The inspiration for Clooney’s character Lt Frank Stokes, was George Stout, who was an art historian at The Fogg Museum, Harvard’s oldest art museum, in America. In 1943 he signed-up to join the Army unit. In the film, Stokes persuades US President Franklin D Roosevelt to send a unit to Europe to try to rescue the artwork. He argues that victory will have little meaning if the art treasures are lost either in combat or looted.
As he explains: “You can try to wipe out an entire generation, you can burn their homes to the ground and somehow they will still find some way to come back. But if you destroy their history, destroy their achievements it is as if they never existed. That is what Hitler wants and that is exactly what we are fighting for.”
Those powerful words are also the central message of the film: the importance of art and whether it is worth a man’s life trying to save it. An interesting question, but the problem is the way it is repeatedly posed. Stokes constantly reminds us in his speeches about the importance of art and after a while it begins to grate.
The other issue is that the men are meant to be art experts and yet they don’t seem to be particularly passionate about it. They hardly talk about art among themselves, which is a bit odd.
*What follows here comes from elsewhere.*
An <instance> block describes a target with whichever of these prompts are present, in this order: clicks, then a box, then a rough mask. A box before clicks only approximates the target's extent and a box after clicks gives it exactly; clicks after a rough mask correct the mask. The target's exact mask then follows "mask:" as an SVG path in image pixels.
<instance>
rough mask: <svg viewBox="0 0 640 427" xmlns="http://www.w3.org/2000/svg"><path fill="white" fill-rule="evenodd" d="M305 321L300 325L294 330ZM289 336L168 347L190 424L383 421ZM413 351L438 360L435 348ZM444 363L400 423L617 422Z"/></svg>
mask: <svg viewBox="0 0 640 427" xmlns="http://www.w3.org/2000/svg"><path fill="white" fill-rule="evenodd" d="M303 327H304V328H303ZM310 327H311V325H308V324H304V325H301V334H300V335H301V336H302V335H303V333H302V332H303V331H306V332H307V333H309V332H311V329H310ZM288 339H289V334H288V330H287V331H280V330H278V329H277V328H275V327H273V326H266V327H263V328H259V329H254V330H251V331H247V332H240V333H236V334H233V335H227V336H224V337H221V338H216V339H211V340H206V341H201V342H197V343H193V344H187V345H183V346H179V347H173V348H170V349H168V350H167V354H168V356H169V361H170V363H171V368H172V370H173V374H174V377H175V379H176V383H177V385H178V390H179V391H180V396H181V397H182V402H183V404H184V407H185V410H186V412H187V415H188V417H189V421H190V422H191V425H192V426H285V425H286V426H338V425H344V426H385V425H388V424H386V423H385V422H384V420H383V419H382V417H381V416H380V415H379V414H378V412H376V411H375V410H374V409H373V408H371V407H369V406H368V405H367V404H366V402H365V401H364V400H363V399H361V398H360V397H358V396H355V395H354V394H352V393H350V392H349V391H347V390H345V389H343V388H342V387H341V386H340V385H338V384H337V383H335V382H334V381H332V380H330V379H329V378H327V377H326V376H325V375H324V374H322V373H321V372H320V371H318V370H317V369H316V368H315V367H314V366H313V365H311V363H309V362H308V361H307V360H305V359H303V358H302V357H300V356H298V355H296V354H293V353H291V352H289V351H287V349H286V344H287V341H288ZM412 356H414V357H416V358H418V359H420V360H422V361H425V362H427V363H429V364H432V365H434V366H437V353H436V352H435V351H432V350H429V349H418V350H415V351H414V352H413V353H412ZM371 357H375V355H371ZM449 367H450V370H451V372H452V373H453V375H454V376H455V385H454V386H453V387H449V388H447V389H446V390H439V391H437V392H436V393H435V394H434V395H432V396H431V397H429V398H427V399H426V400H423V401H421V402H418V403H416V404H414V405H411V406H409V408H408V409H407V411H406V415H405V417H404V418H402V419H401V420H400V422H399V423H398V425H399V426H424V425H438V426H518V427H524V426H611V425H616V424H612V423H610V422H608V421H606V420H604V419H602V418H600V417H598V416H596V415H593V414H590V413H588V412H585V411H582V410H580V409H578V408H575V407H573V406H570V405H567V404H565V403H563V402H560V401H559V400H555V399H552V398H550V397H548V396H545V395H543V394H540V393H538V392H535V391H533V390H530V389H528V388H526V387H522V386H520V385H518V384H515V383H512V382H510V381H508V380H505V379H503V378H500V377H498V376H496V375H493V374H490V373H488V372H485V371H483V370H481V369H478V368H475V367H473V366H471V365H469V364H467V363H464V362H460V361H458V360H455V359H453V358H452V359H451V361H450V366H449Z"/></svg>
And there is also not much in the way of artwork on display.
Even when Lt Donald Jefferies’ (Hugh Bonneville) finds Michelangelo’s marble statue, Madonna and Child, in a church or Pte Preston Savitz (Bob Balaban) sees the name Picasso on a burnt frame it doesn’t feel like a pivotal moment.
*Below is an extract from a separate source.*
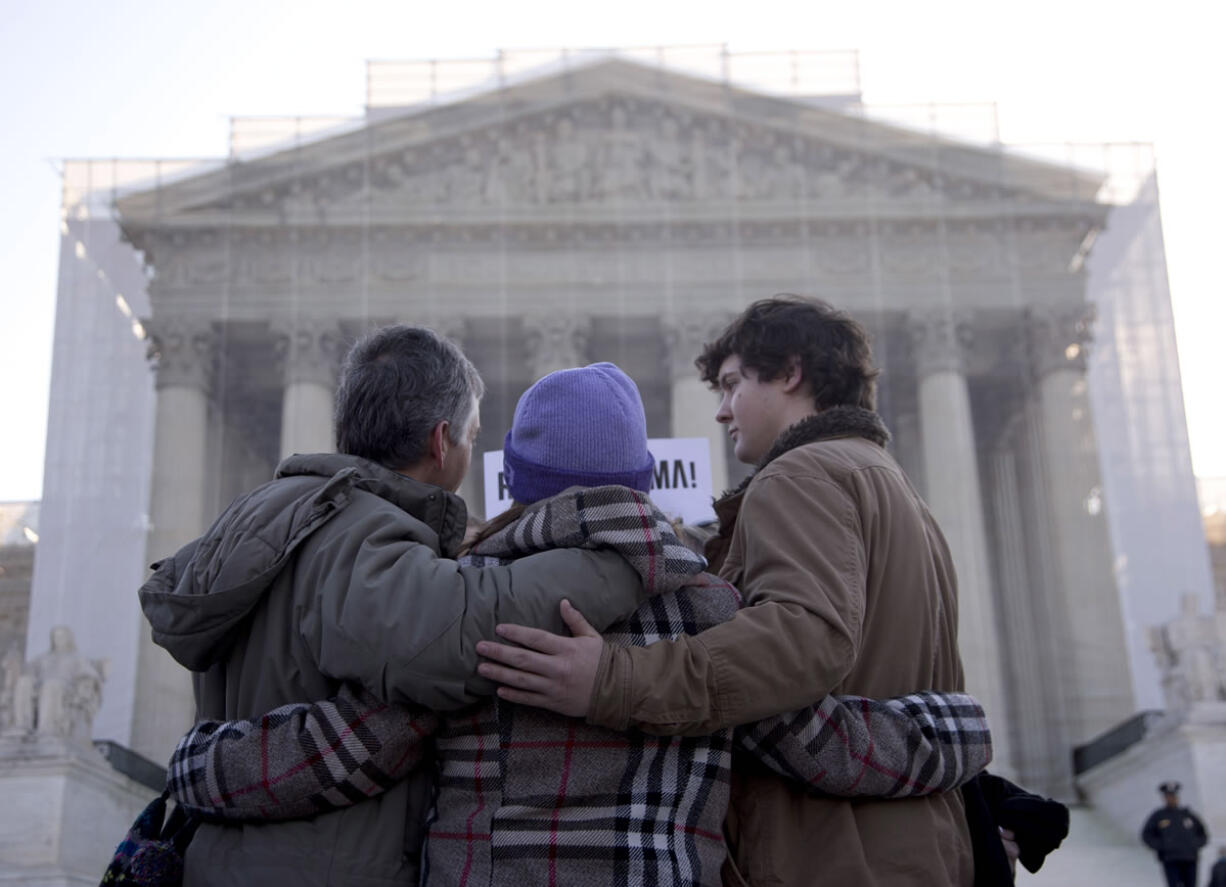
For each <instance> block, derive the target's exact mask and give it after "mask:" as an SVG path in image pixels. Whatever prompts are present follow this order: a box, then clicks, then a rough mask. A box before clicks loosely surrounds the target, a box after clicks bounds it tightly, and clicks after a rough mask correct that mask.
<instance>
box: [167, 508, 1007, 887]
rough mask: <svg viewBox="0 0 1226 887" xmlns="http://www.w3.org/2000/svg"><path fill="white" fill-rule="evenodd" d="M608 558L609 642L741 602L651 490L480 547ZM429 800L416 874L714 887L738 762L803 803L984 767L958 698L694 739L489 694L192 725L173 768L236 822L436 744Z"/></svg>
mask: <svg viewBox="0 0 1226 887" xmlns="http://www.w3.org/2000/svg"><path fill="white" fill-rule="evenodd" d="M571 545H579V546H611V547H614V548H615V550H617V551H619V552H620V553H622V555H623V556H625V557H626V558H628V559H629V561H630V562H631V563H633V564H634V567H635V568H636V569H638V570H639V573H640V575H641V577H642V579H644V583H645V586H646V588H647V590H649V591H651V593H653V596H652V597H650V599H649V600H647V602H646V604H644V605H642V606H641V607H639V610H636V611H635V612H634V613H631V616H630V617H628V618H626V620H624V621H623V622H620V623H617V624H615V626H613V627H612V628H611V629H609V631H608V632H606V634H604V638H606V640H607V642H609V643H611V644H615V645H646V644H651V643H653V642H656V640H660V639H666V638H676V637H679V635H682V634H694V633H698V632H701V631H702V629H705V628H709V627H711V626H714V624H717V623H720V622H725V621H727V620H728V618H731V617H732V615H733V613H734V612H736V610H737V607H738V606H739V605H741V599H739V595H738V594H737V591H736V589H734V588H732V586H731V585H728V584H727V583H725V582H723V580H720V579H717V578H715V577H712V575H710V574H705V573H699V569H700V568H701V566H702V563H701V561H700V559H699V558H698V557H696V556H694V555H691V553H690V552H689V551H688V550H687V548H684V546H682V545H680V543H679V542H678V541H677V540H676V537H674V535H673V534H672V530H671V528H669V526H668V523H667V520H666V519H664V518H663V515H661V514H660V513H658V512H656V510H655V508H653V507H652V505H651V503H650V501H647V499H646V497H644V496H641V494H638V493H634V492H633V491H629V490H625V488H623V487H598V488H593V490H586V491H570V492H568V493H563V494H562V496H559V497H555V498H553V499H549V501H546V502H543V503H538V505H536V507H533V508H531V509H528V510H527V512H525V514H524V515H521V516H520V518H519V519H517V520H516V521H515V523H512V524H510V525H509V526H506V528H503V529H501V530H500V531H499V532H497V534H495V535H493V536H490V537H488V539H485V540H483V541H482V542H481V545H479V546H478V547H477V550H476V552H474V556H473V557H472V561H473V563H474V564H477V566H482V564H487V563H494V562H501V561H504V559H512V558H515V557H521V556H525V555H528V553H532V552H535V551H541V550H544V548H549V547H559V546H571ZM432 734H433V737H434V743H435V748H436V755H438V768H439V790H438V796H436V805H435V810H434V813H433V817H432V822H430V828H429V837H428V847H427V855H425V859H427V861H425V872H427V877H428V878H430V880H433V881H436V882H439V883H459V885H504V883H506V885H512V883H514V885H517V886H520V887H521V886H522V885H527V883H532V885H536V883H549V885H559V883H560V885H623V883H642V885H715V883H720V869H721V864H722V861H723V858H725V855H726V848H725V843H723V831H722V826H723V816H725V812H726V810H727V805H728V783H729V774H731V766H732V752H733V750H738V751H743V752H747V753H749V755H753V756H754V757H755V758H756V759H758V761H760V762H761V763H764V764H765V766H767V767H770V768H772V769H775V770H776V772H779V773H781V774H782V775H786V777H788V778H791V779H793V780H797V781H798V783H801V784H804V785H807V786H809V789H810V790H813V791H818V793H826V794H837V795H846V796H890V797H902V796H912V795H920V794H927V793H931V791H938V790H946V789H950V788H954V786H956V785H959V784H961V783H962V781H965V780H966V779H969V778H971V777H973V775H975V773H977V772H978V770H981V769H982V768H983V767H984V766H986V764H987V762H988V759H989V758H991V742H989V737H988V734H987V728H986V724H984V721H983V713H982V710H981V709H980V708H978V705H977V704H976V703H975V701H973V699H971V698H970V697H966V696H962V694H929V693H920V694H915V696H912V697H904V698H899V699H890V701H886V702H874V701H870V699H863V698H858V697H845V698H834V697H828V698H825V699H823V701H820V702H819V703H818V704H815V705H813V707H809V708H805V709H802V710H799V712H794V713H791V714H787V715H781V716H779V718H771V719H767V720H764V721H760V723H758V724H753V725H749V726H747V728H742V729H738V730H736V731H732V730H723V731H720V732H716V734H712V735H710V736H701V737H660V736H650V735H647V734H641V732H636V731H631V732H614V731H609V730H606V729H602V728H596V726H591V725H587V724H585V723H584V721H580V720H576V719H569V718H562V716H559V715H554V714H550V713H548V712H542V710H536V709H531V708H526V707H520V705H514V704H509V703H505V702H501V701H499V699H497V698H493V699H490V701H489V702H487V703H483V704H479V705H476V707H472V708H470V709H467V710H465V712H461V713H456V714H452V715H449V716H446V718H444V719H441V721H440V720H439V719H438V718H436V716H435V715H433V714H430V713H428V712H425V710H424V709H418V710H414V709H409V708H405V707H396V708H390V707H386V705H383V704H381V703H379V702H378V701H376V699H374V698H373V697H369V696H367V694H364V693H362V692H360V691H349V689H346V691H345V692H343V693H342V694H341V696H340V697H337V698H336V699H332V701H329V702H325V703H314V704H309V705H307V704H304V705H287V707H283V708H282V709H277V710H276V712H272V713H268V714H267V715H265V716H264V718H260V719H253V720H248V721H228V723H224V724H218V723H208V724H201V725H199V726H197V728H196V729H195V730H194V731H192V732H191V734H189V735H188V736H185V737H184V740H183V741H181V742H180V745H179V748H178V750H177V751H175V756H174V758H173V761H172V768H170V773H169V780H170V788H172V791H173V794H174V795H175V796H177V799H178V800H180V802H184V804H186V805H189V806H191V807H194V808H196V810H200V811H202V812H207V813H210V815H213V816H218V817H224V818H238V820H251V818H255V820H260V818H284V817H288V816H303V815H309V813H311V812H318V811H321V810H330V808H333V807H335V806H340V805H345V804H352V802H354V801H356V800H359V799H360V797H363V796H367V795H369V794H374V793H378V791H380V790H383V788H384V786H386V785H387V784H390V783H391V781H395V779H397V778H400V775H402V774H403V773H405V772H407V769H408V768H411V767H412V766H413V764H414V763H416V762H417V761H418V759H419V758H421V748H422V745H423V742H424V740H425V737H427V736H429V735H432Z"/></svg>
The actors are good but their characters are not properly developed. The only one to really strike a chord is the emotional reaction of Sgt Richard Campbell (Bill Murray ) when he is played a recording of his family singing “Have Yourself A Merry Little Christmas’ by Pte Savitz in the barracks.
The film includes a few comic vignettes as the men travel in pairs across Europe to find the masterpieces. Some work better than others. Sgt Walter Garfield (John Goodman) and Lt Jean Claude Clermont (Jean Dujardin) bicker over who gets to shoot at a sniper. In another scene, Lt James Granger (Matt Damon) speaks French badly to French art historian, Claire Simone, played by Cate Blanchett.
The only part of The Monuments Men where there is any real tension is at the end when the men are trying to empty a disused mine of treasures looted by the Nazis before the Russians arrive to plunder it. This is set against a John William-esque Americana fanfare in the style of the Bridge On The River Kwai.
Clooney, who co-wrote the film with Grant Heslov, is a great actor (Syriana) and director (Ides of March), which is why it is disappointing that this film doesn’t quite work. It never really captures the horrors of the Second World War or the vast cost in terms of life and art. Apparently, it was the only time in history when the victors of war returned pieces of art to their rightful owners. We clearly didn’t learn from that, as there have been many museums, galleries, homes and sites that have been plundered in war-torn areas ever since.
The Monuments Men is not a bad film, it is quite watchable, and at least it shines a light on the work of the real-life monuments men. However, there is a great film to be made out of this story but, sadly, this isn’t it.
The Monuments Men is rated 12A and is on general release in cinemas across the UK.